Au milieu d’une flore colorée et balayé d’un vent frais et léger, un jeune homme flânait. Le temps ne lui manquait pas, aucune obligation ne le contraignait réellement, si bien que, pas une seule fois, il n’avait regardé sa montre. Débusquer des écureuils craintifs et des lièvres fugaces l’intéressait bien davantage. Quoi de plus normal, voilà des mois qu’il ne s’était pas adonné à ce bonheur simple.


Durant sa marche, il repensait à son obsession du moment : le Temps. Qu’il pouvait défiler vite ! la première fois qu’il l’avait réalisé, c’était environ huit ans auparavant. Encore au lycée, la vie d’adulte demeurait lointaine, le monde restait encore bien portant et l’avenir conservait toutes ses promesses. Rendu en 2024, la France avait gagné une nouvelle coupe du Monde, les jeux Olympiques de Paris étaient derrière lui et il avait traversé une pandémie, de celles immortalisées dans les livres d’histoires. Il repensait à l’Histoire qui s’écrivait tout autour de lui, un sourire aux lèvres, avant de se laisser gagner par la mélancolie. Seul le mot « décevant » restait à la fin de cette rétrospective.
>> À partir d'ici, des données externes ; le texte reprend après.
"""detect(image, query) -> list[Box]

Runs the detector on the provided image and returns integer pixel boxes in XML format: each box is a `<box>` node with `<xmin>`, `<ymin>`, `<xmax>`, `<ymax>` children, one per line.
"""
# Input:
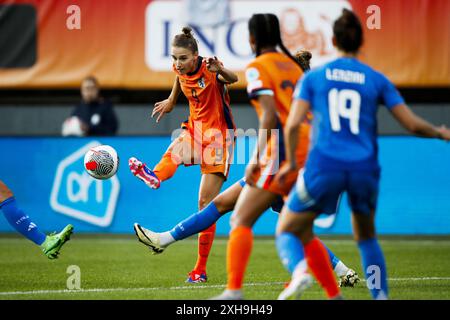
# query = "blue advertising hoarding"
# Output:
<box><xmin>0</xmin><ymin>137</ymin><xmax>450</xmax><ymax>235</ymax></box>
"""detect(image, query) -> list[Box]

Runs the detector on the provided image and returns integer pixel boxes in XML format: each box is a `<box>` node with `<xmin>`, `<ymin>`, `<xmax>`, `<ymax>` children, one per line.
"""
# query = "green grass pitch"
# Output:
<box><xmin>0</xmin><ymin>234</ymin><xmax>450</xmax><ymax>300</ymax></box>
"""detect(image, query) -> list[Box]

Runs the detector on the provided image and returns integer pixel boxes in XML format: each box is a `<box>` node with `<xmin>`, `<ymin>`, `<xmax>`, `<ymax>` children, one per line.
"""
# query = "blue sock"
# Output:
<box><xmin>0</xmin><ymin>197</ymin><xmax>46</xmax><ymax>245</ymax></box>
<box><xmin>169</xmin><ymin>201</ymin><xmax>222</xmax><ymax>241</ymax></box>
<box><xmin>320</xmin><ymin>241</ymin><xmax>340</xmax><ymax>269</ymax></box>
<box><xmin>275</xmin><ymin>232</ymin><xmax>305</xmax><ymax>274</ymax></box>
<box><xmin>358</xmin><ymin>238</ymin><xmax>388</xmax><ymax>299</ymax></box>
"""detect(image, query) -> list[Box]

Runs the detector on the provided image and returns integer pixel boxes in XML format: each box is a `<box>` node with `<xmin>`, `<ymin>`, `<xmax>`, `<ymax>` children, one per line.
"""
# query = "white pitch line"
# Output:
<box><xmin>0</xmin><ymin>277</ymin><xmax>450</xmax><ymax>296</ymax></box>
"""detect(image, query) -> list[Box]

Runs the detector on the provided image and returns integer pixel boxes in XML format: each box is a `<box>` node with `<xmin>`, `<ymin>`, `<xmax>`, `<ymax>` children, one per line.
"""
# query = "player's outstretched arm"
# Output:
<box><xmin>152</xmin><ymin>76</ymin><xmax>181</xmax><ymax>122</ymax></box>
<box><xmin>205</xmin><ymin>56</ymin><xmax>238</xmax><ymax>84</ymax></box>
<box><xmin>391</xmin><ymin>104</ymin><xmax>450</xmax><ymax>141</ymax></box>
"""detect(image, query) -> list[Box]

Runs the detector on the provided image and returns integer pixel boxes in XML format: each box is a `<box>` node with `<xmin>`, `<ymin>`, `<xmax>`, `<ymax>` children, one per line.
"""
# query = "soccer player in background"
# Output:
<box><xmin>0</xmin><ymin>180</ymin><xmax>73</xmax><ymax>259</ymax></box>
<box><xmin>135</xmin><ymin>51</ymin><xmax>359</xmax><ymax>287</ymax></box>
<box><xmin>277</xmin><ymin>9</ymin><xmax>450</xmax><ymax>299</ymax></box>
<box><xmin>129</xmin><ymin>27</ymin><xmax>238</xmax><ymax>283</ymax></box>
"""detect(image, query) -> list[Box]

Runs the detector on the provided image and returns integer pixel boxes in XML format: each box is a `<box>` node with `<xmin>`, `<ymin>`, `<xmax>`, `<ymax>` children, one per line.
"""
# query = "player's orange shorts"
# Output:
<box><xmin>252</xmin><ymin>124</ymin><xmax>310</xmax><ymax>196</ymax></box>
<box><xmin>172</xmin><ymin>123</ymin><xmax>236</xmax><ymax>179</ymax></box>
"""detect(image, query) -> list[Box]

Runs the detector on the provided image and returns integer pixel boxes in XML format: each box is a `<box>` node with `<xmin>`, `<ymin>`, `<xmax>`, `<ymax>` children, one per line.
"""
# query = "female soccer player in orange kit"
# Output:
<box><xmin>209</xmin><ymin>14</ymin><xmax>310</xmax><ymax>300</ymax></box>
<box><xmin>129</xmin><ymin>27</ymin><xmax>238</xmax><ymax>283</ymax></box>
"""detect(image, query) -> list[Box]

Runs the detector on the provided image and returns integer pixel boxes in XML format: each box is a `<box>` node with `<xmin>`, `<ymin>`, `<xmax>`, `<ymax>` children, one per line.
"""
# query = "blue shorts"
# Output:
<box><xmin>239</xmin><ymin>178</ymin><xmax>284</xmax><ymax>213</ymax></box>
<box><xmin>287</xmin><ymin>169</ymin><xmax>380</xmax><ymax>214</ymax></box>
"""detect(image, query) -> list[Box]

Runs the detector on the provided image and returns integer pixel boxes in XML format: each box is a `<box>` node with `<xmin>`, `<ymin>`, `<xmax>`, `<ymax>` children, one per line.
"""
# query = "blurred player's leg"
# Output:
<box><xmin>0</xmin><ymin>181</ymin><xmax>73</xmax><ymax>259</ymax></box>
<box><xmin>213</xmin><ymin>185</ymin><xmax>278</xmax><ymax>300</ymax></box>
<box><xmin>352</xmin><ymin>210</ymin><xmax>389</xmax><ymax>300</ymax></box>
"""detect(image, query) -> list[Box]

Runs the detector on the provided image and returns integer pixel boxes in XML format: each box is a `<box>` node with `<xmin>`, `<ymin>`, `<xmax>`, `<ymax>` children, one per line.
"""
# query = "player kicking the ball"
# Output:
<box><xmin>129</xmin><ymin>27</ymin><xmax>238</xmax><ymax>283</ymax></box>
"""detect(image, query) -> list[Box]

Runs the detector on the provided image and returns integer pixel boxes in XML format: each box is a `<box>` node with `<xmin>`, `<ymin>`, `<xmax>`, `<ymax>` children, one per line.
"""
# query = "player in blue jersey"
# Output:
<box><xmin>0</xmin><ymin>180</ymin><xmax>73</xmax><ymax>259</ymax></box>
<box><xmin>277</xmin><ymin>9</ymin><xmax>450</xmax><ymax>299</ymax></box>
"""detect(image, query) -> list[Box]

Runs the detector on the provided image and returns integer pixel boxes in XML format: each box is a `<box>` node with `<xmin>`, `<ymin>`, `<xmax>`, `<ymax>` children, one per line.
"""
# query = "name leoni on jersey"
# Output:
<box><xmin>325</xmin><ymin>68</ymin><xmax>366</xmax><ymax>84</ymax></box>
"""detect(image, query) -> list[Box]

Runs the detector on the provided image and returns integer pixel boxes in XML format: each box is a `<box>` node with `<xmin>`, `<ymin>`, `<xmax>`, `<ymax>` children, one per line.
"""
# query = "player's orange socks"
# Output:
<box><xmin>304</xmin><ymin>237</ymin><xmax>341</xmax><ymax>299</ymax></box>
<box><xmin>153</xmin><ymin>152</ymin><xmax>180</xmax><ymax>181</ymax></box>
<box><xmin>227</xmin><ymin>226</ymin><xmax>253</xmax><ymax>290</ymax></box>
<box><xmin>194</xmin><ymin>223</ymin><xmax>216</xmax><ymax>272</ymax></box>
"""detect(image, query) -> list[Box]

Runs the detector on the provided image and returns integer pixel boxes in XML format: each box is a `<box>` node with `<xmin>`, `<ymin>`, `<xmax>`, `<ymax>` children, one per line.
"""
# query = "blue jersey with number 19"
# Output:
<box><xmin>294</xmin><ymin>58</ymin><xmax>404</xmax><ymax>169</ymax></box>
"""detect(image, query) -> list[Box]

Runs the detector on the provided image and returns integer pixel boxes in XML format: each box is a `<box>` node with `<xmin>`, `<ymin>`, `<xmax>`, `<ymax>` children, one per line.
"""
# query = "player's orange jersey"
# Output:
<box><xmin>245</xmin><ymin>51</ymin><xmax>310</xmax><ymax>194</ymax></box>
<box><xmin>174</xmin><ymin>56</ymin><xmax>235</xmax><ymax>145</ymax></box>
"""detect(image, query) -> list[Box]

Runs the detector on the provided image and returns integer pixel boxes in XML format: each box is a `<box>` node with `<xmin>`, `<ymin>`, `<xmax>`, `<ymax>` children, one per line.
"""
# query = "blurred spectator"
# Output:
<box><xmin>62</xmin><ymin>76</ymin><xmax>118</xmax><ymax>136</ymax></box>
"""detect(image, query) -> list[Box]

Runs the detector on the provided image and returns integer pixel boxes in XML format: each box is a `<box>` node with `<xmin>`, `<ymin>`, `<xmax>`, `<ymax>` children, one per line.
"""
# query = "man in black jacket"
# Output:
<box><xmin>63</xmin><ymin>76</ymin><xmax>118</xmax><ymax>136</ymax></box>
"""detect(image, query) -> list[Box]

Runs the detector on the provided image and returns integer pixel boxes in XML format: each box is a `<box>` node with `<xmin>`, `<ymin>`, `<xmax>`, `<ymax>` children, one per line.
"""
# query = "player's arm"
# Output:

Après tout, il ne restait qu’un spectateur de la marche du monde, comme l’immense majorité des gens qu’il connaissait. Mais le bât blessait ailleurs, ou plutôt en lui. Il se souvenait d’une conviction qu’il avait gagné peu après ses quinze ans : que dix ans plus tard, il deviendrait une version « stylée » de lui-même. Plus grand, plus beau, plus sûr de lui, … en somme, un lui en mieux.


Voilà environ deux mois que la date de ses vingt-cinq printemps était passé. Rendu où il était arrivé, une profonde tristesse le gagna. En réalité, elle revenait simplement le submerger, le jeune homme la couvait depuis quelques années déjà. Depuis ses vingt ans, sa vie ressemblait à une guerre sans fin, ponctué que trop rarement par des trêves. Adepte de philosophie, il décrivait ce chapitre de sa vie comme le « désenchantement du monde ». Il se reconnaissait, à son grand déplaisir, dans le personnage de Lucien dans « Illusions perdues ». Le jeune homme partageait avec lui sa sensibilité, son charme et ses rêves de gloires à la seule force de ses talents, ainsi que l’admiration de ses proches. C’était toutefois dans le pire que le parallèle devenait douloureux : la naïveté, la facilité, l’orgueil et surtout la vanité annonçaient sa future chute, qui avec du recul paraissait évidente. Comme Lucien, le jeune homme avait menti, trahi, déçu, perdu son temps, gâché ses talents, eu le cœur brisé ; été ridicule, pathétique, mauvais parfois ; perdu ses rêves, des amis, des opportunités. Comble de l’ironie, il avait côtoyé la mort de près en se pensant plus fort que la vie, comme son alter ego. Sa convalescence l’avait éloigné de tout durant plusieurs mois. Seul devant le fait accompli, il n’avait pu que conclure ceci : après un quart de siècle, hormis le compte en banque, rien ne marchait droit dans sa vie. Le pire dans tout cela : presque tout était sa faute.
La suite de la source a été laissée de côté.